Digital payments have recorded a compounded annual growth rate (CAGR) of 50 per cent and 10 per cent in volume and value terms, respectively, in the last seven years (between 2017-18 and 2023-24), RBI said in its latest Report on Currency and Finance (RCF).

Digital payments, including NEFT (National Electronic Funds Transfer), UPI (Unified Payments Interface), credit and debit cards, saw 164 billion transactions worth ₹2,428 lakh crore in 2023-24. Except paper-based instruments, all other payments constitute digital transactions.

Share of NEFT

In value terms, NEFT transactions had the highest share (49.4 per cent) in total retail payments in 2023-24, followed by UPI (25.3 per cent share in 2023-24 as compared to only 2.4 per cent in 2018-19).

RBI officials noted that UPI has seen a tenfold increase in volume over the past four years, increasing from 12.5 billion transactions in 2019-20 to 131 billion transactions in 2023-24 - 80 per cent of all digital payment volumes.

Currently, the UPI is recording nearly 14 billion transactions a month, buoyed by 424 million unique users in June 2024.

The officials said the surpassing of UPI transactions volume for peer-to-merchant (P2M) transactions over the peer-to-peer (P2P) segment and high volume for small value transaction categories indicate its high usage.
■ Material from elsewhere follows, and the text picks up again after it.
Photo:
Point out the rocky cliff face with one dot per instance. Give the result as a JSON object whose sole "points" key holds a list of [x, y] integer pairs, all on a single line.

Governor Shaktikanta Das, in his foreword to RCF, underscored that digitalisation in finance is paving the way for next-generation banking; improving access to financial services at affordable costs; and enhancing the impact of direct benefit transfers by effective targeting of beneficiaries in a cost-efficient manner.

Retail loans

Further, loans in the retail segment are being enabled by online payments and innovative credit assessment models with instant disbursements. E-commerce is being boosted through embedded finance. All these innovations are making financial markets more efficient and integrated

“....At the same time, digitalisation also presents challenges related to cybersecurity, data privacy, data bias, vendor and third-party risks, and customer protection. Increased inter-connectedness may lead to systemic risks.
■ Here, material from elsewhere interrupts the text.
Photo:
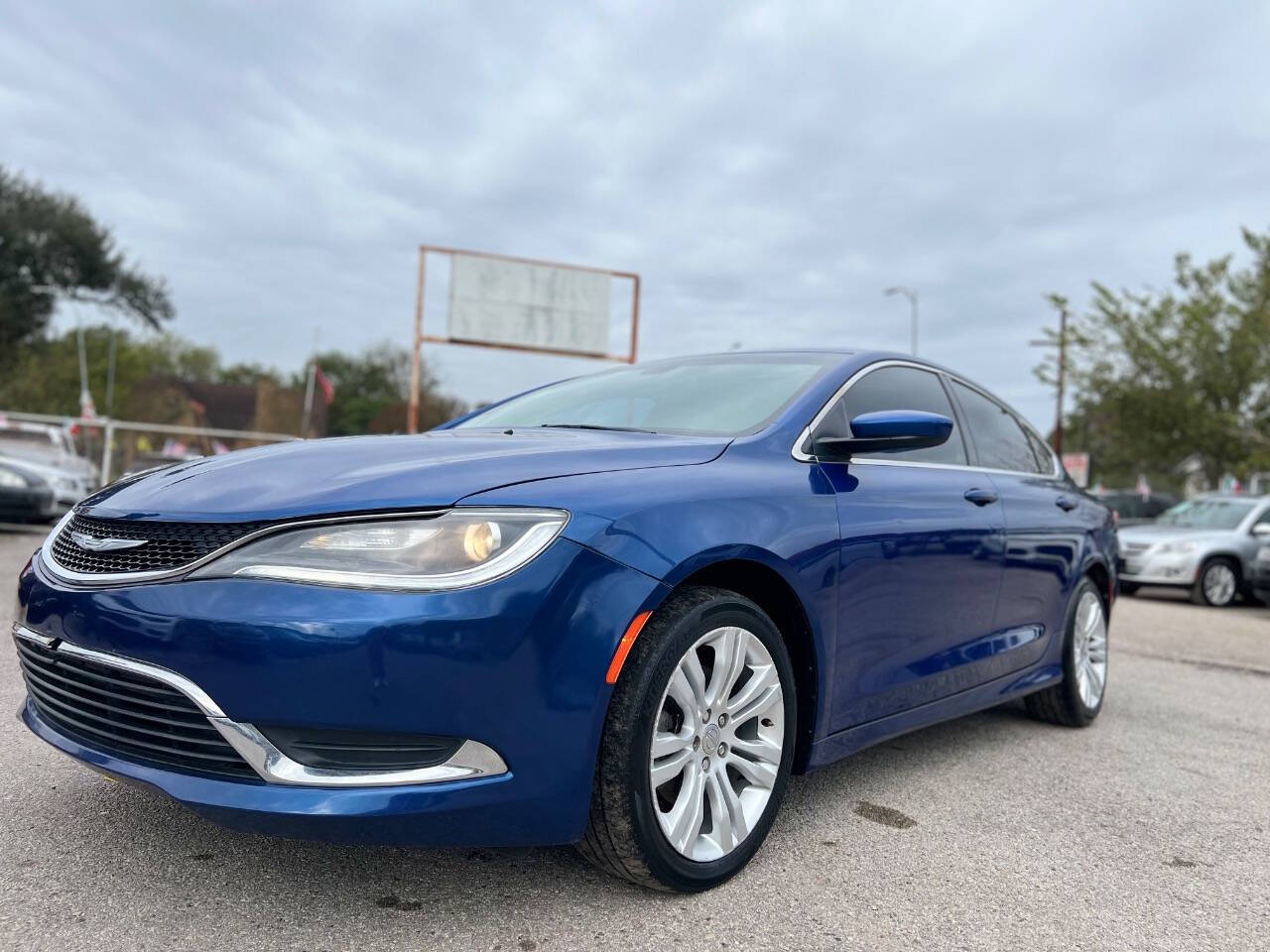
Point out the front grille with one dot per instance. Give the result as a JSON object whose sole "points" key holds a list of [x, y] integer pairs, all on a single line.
{"points": [[123, 714], [168, 544]]}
“Additionally, emerging technologies can introduce complex products and business models with risks that users may not fully understand, including the proliferation of fraudulent apps and mis-selling through dark patterns. Digitalisation may induce human resource challenges in the financial sector, necessitating strategic investments in upskilling and reskilling,” Das said.

RBI officials highlighted that the intensity of digital payment usage has shot up multi-fold: the number of transactions per lakh (Rs) of GDP increased from 0.8 in 2005-06 to 56 in 2023-24, and the number of transactions per capita from 0.2 in 2005-06 to 114 in 2023-24.

The average value of transaction per capita for total digital payments surged from ₹0.4 lakhs to ₹16.8 lakhs over the same period.